We continue to seek equilibrium in today’s trading market. After last week’s strong series of sessions gave way to a bit of a sell-off by Friday, yesterday began a new week in the green (24 hours ago) but closed mixed. Fed member appearances and various retailers reporting Q1 earnings are so far leading the market trajectories. The Dow is currently down -65 points, the Nasdaq -40 and the S&P 500 -10.

Ben Bernanke, in a new paper written with the help of ex-Chief Economist of the International Monetary Fund (IMF) Olivier Blanchard, asserted that a “soft landing” for the U.S. economy is still attainable.

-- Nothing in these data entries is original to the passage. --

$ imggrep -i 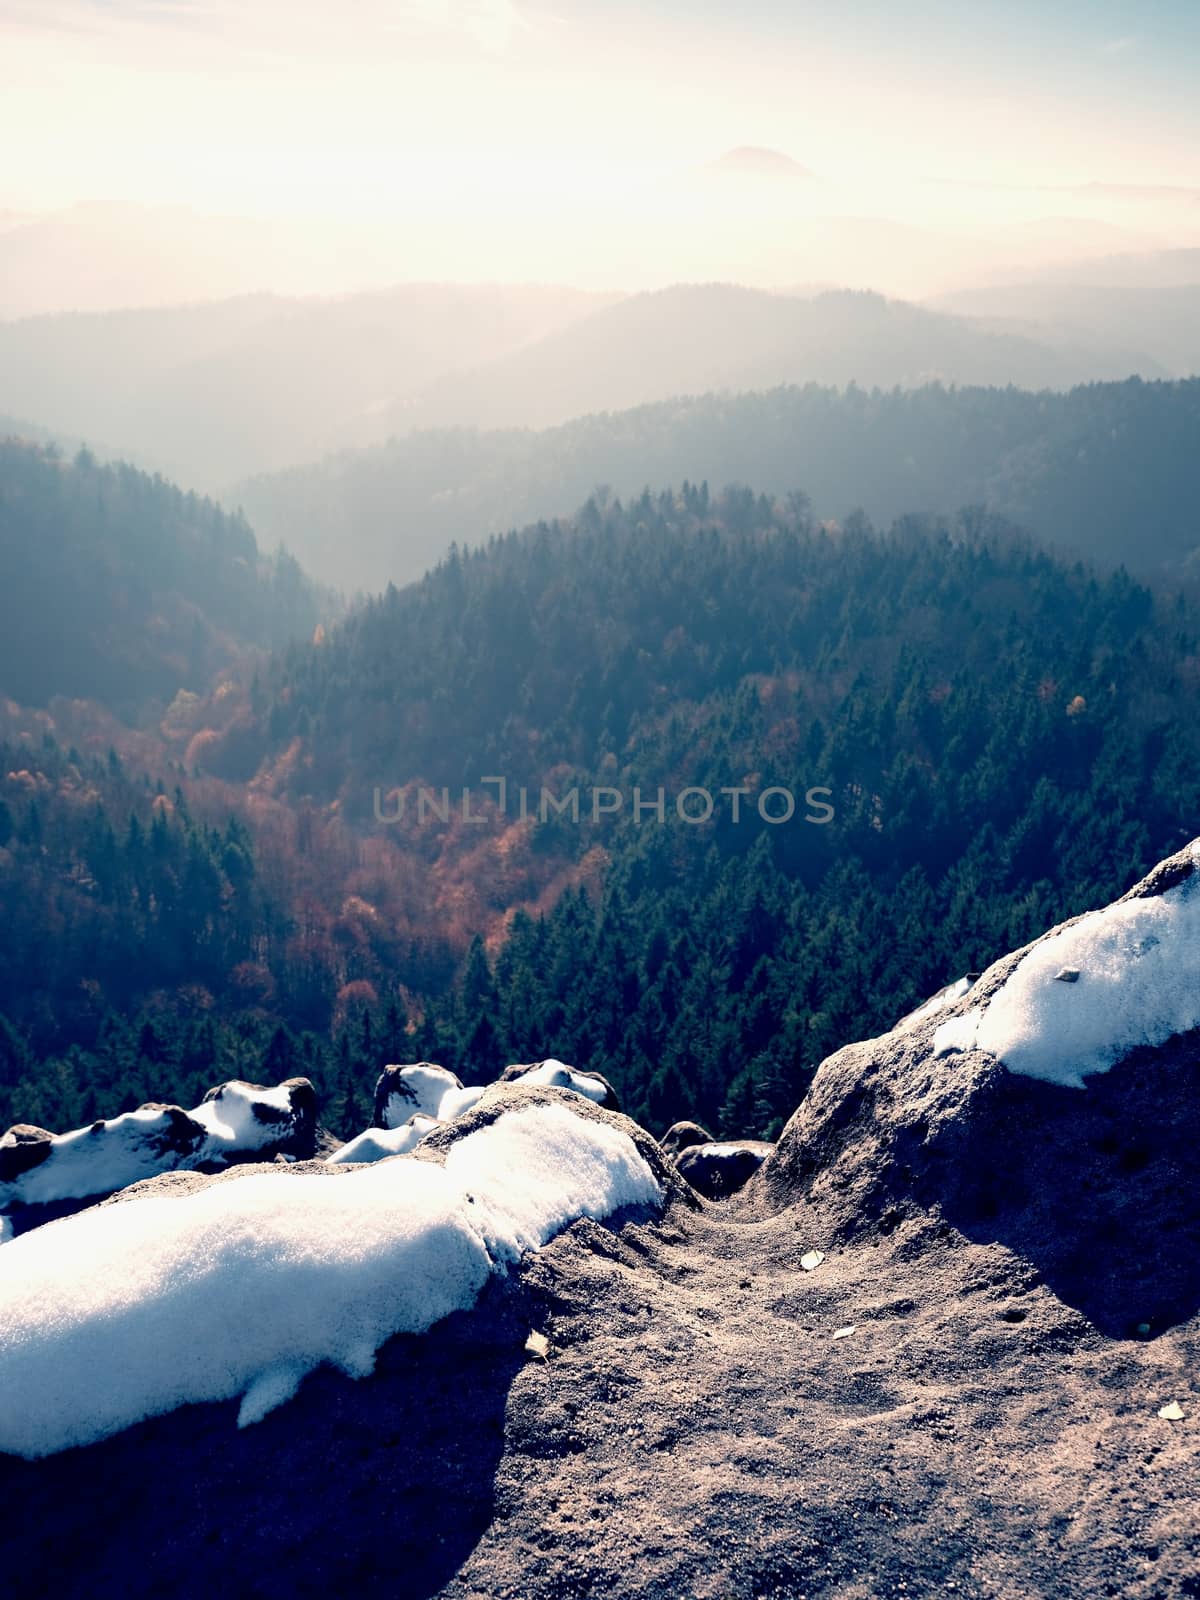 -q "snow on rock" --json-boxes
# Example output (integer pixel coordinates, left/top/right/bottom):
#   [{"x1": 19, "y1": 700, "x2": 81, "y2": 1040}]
[
  {"x1": 441, "y1": 1100, "x2": 655, "y2": 1260},
  {"x1": 933, "y1": 844, "x2": 1200, "y2": 1087},
  {"x1": 895, "y1": 974, "x2": 978, "y2": 1032},
  {"x1": 0, "y1": 1079, "x2": 318, "y2": 1211},
  {"x1": 0, "y1": 1099, "x2": 663, "y2": 1459},
  {"x1": 191, "y1": 1079, "x2": 316, "y2": 1153},
  {"x1": 373, "y1": 1063, "x2": 470, "y2": 1128},
  {"x1": 750, "y1": 842, "x2": 1200, "y2": 1338},
  {"x1": 499, "y1": 1059, "x2": 620, "y2": 1110},
  {"x1": 0, "y1": 1107, "x2": 203, "y2": 1209},
  {"x1": 326, "y1": 1114, "x2": 442, "y2": 1165},
  {"x1": 372, "y1": 1060, "x2": 616, "y2": 1137},
  {"x1": 440, "y1": 1084, "x2": 486, "y2": 1120}
]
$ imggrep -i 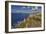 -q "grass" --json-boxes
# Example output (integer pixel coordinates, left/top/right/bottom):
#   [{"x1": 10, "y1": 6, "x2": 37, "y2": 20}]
[{"x1": 16, "y1": 13, "x2": 41, "y2": 28}]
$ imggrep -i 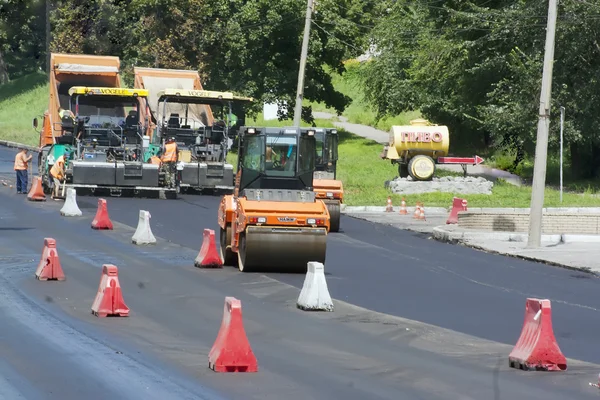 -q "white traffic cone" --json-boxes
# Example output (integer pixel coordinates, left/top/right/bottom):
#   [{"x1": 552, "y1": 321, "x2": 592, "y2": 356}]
[
  {"x1": 297, "y1": 261, "x2": 334, "y2": 312},
  {"x1": 132, "y1": 210, "x2": 157, "y2": 245},
  {"x1": 60, "y1": 188, "x2": 82, "y2": 217}
]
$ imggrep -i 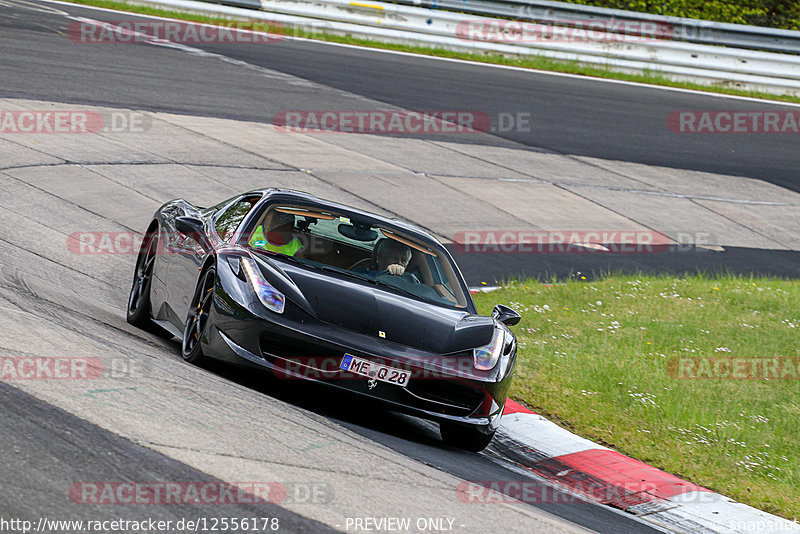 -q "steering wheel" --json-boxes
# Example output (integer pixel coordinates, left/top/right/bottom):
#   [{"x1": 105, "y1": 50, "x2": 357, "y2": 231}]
[{"x1": 348, "y1": 257, "x2": 373, "y2": 271}]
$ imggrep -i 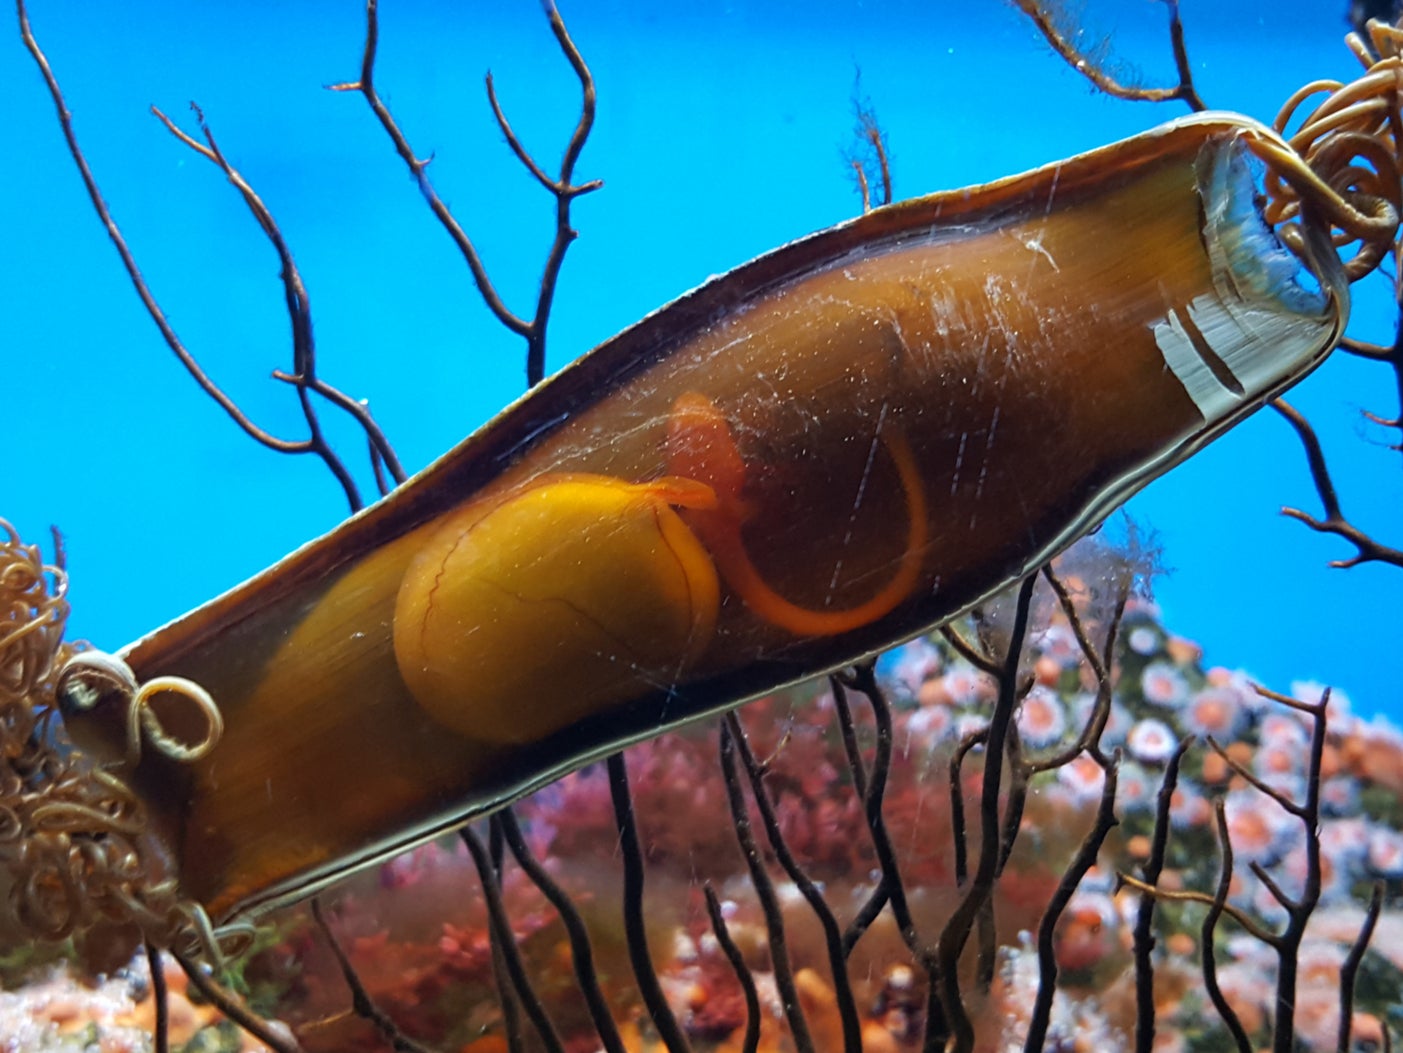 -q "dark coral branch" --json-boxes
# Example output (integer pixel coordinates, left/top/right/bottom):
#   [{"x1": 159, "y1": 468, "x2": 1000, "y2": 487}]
[
  {"x1": 329, "y1": 1, "x2": 524, "y2": 338},
  {"x1": 725, "y1": 710, "x2": 863, "y2": 1053},
  {"x1": 829, "y1": 671, "x2": 892, "y2": 954},
  {"x1": 835, "y1": 664, "x2": 928, "y2": 976},
  {"x1": 518, "y1": 1, "x2": 602, "y2": 388},
  {"x1": 270, "y1": 371, "x2": 407, "y2": 486},
  {"x1": 1205, "y1": 735, "x2": 1308, "y2": 819},
  {"x1": 1029, "y1": 566, "x2": 1128, "y2": 772},
  {"x1": 830, "y1": 674, "x2": 869, "y2": 801},
  {"x1": 1132, "y1": 735, "x2": 1194, "y2": 1053},
  {"x1": 939, "y1": 624, "x2": 1001, "y2": 678},
  {"x1": 1013, "y1": 0, "x2": 1205, "y2": 110},
  {"x1": 936, "y1": 573, "x2": 1038, "y2": 1053},
  {"x1": 1024, "y1": 753, "x2": 1121, "y2": 1053},
  {"x1": 1200, "y1": 802, "x2": 1254, "y2": 1053},
  {"x1": 1272, "y1": 398, "x2": 1403, "y2": 569},
  {"x1": 1269, "y1": 689, "x2": 1330, "y2": 1053},
  {"x1": 460, "y1": 826, "x2": 567, "y2": 1053},
  {"x1": 996, "y1": 727, "x2": 1030, "y2": 877},
  {"x1": 18, "y1": 0, "x2": 386, "y2": 512},
  {"x1": 717, "y1": 724, "x2": 816, "y2": 1053},
  {"x1": 151, "y1": 104, "x2": 365, "y2": 510},
  {"x1": 496, "y1": 809, "x2": 628, "y2": 1053},
  {"x1": 704, "y1": 883, "x2": 761, "y2": 1053},
  {"x1": 1339, "y1": 883, "x2": 1385, "y2": 1053},
  {"x1": 606, "y1": 754, "x2": 694, "y2": 1053},
  {"x1": 173, "y1": 953, "x2": 303, "y2": 1053},
  {"x1": 309, "y1": 899, "x2": 434, "y2": 1053},
  {"x1": 145, "y1": 943, "x2": 170, "y2": 1053}
]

However, in the writing the economists say the overheating labor market can only be affected by monetary policy. This appears to be a reference to the Fed continuing to raise interest rates, though this has not been explicitly stated.

Philly Fed Services are also out this morning, marking an improvement to -16 — though obviously still a negative number. The previous print, -22.8, was the lowest monthly performance since December 2020, and we have not seen a positive figure from this release since a relatively anemic +3.2 in July of last year. Count this among data that is curbing the inflation narrative, aka “bad news is good news.”

Dick’s Sporting Goods (DKS - Free Report) is one of the latest retailers reporting quarterly earnings this morning, with results typically above expectations: earnings of $3.40 per share easily supplanted the $3.22 expected (and notably higher than the $2.85 per share reported a year ago), on sales of $2.84 billion in the quarter, amounting to a +0.88% beat. It’s the 12th straight quarter of positive earnings surprises, of which the trailing four-quarter average is +10%. Shares are up +2% in the pre-market, adding to the puny +5% gains year to date. For more on DKS’ earnings, click here.

After today’s open, we’ll see New Home Sales data for April. Expectations are for 665K last month, down notably from the 683K reported a year ago. For Existing Home Sales, which came out last week, results came in higher than expectations but lower month over month. A total of 4.28 million existing homes were sold in April — this is clearly the lion’s share of the housing market today. Or at least of 4-6 weeks ago.